Takeoff maps, inventory maps, irrigation location maps, and path of motion maps — each serving a different purpose in the proposal. The checklist tells you which ones to include, why they signal professionalism, and how accurate site maps give you defensible justification for your pricing without needing a paragraph to explain it.

About Us — Four Specifics, Not One Generic Paragraph

Introduce the client team by name, highlight site-specific safety credentials, show references from similar properties, and mention any client education programs your company runs. The checklist replaces the vague company biography most proposals include with the four specific trust signals property managers say actually influence their decision.

Property Managers Are Telling You What They Want to See. Most Landscaping Companies Aren't Listening

This checklist exists because the feedback is already out there — from the property managers evaluating commercial landscaping proposals every day. They know what a weak cover letter looks like. They notice when the pricing page is designed to obscure rather than clarify. They see immediately when a proposal doesn't include a site map.

The companies winning the most commercial contracts aren't necessarily doing better work.

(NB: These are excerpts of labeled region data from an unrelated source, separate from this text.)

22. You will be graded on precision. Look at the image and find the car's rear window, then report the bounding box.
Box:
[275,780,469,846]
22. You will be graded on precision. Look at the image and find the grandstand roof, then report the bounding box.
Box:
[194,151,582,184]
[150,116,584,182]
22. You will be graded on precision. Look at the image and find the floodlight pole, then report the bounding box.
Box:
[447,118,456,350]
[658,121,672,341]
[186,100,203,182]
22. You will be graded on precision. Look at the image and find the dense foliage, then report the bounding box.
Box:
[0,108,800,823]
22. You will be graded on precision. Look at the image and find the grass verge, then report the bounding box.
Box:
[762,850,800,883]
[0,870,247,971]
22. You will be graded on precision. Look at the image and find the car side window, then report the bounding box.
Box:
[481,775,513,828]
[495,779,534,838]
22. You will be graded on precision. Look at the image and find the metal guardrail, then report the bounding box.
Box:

They're communicating their work better — in every section of every proposal they submit.

This checklist is a six-section, item-by-item standard for doing exactly that.

FAQs

Where did the items on this checklist come from?

Two sources: the best practices observed across the most successful commercial landscaping companies, and direct input from property managers about what they look for — and what they notice is missing — when reviewing landscaping proposals. It's not a list of what looks good. It's a list of what actually influences the decision.

Which section of the proposal do most landscaping companies get wrong?

The pricing page and the About Us section are the most commonly mishandled. Pricing pages often bury line items in ways that make competitive bids look expensive, and About Us sections tend to describe the company in general terms rather than introducing the specific people accountable to that property. Both are easy to fix once you know what to check.

Do I need site mapping software to follow this checklist?

Site maps are one of the six sections — and they're among the most impactful. Even basic takeoff maps and irrigation location maps signal a level of preparation that generic proposals can't match. The checklist identifies which map types matter most, so you can prioritize based on what you currently have the tools to produce.

How often should we review our proposal format against this checklist?

Before any significant bid, and at minimum once a season. Proposals drift over time — sections get removed, pricing formats change, the About Us page goes stale. Running your current template against this checklist takes under 15 minutes and catches gaps before they cost you a contract.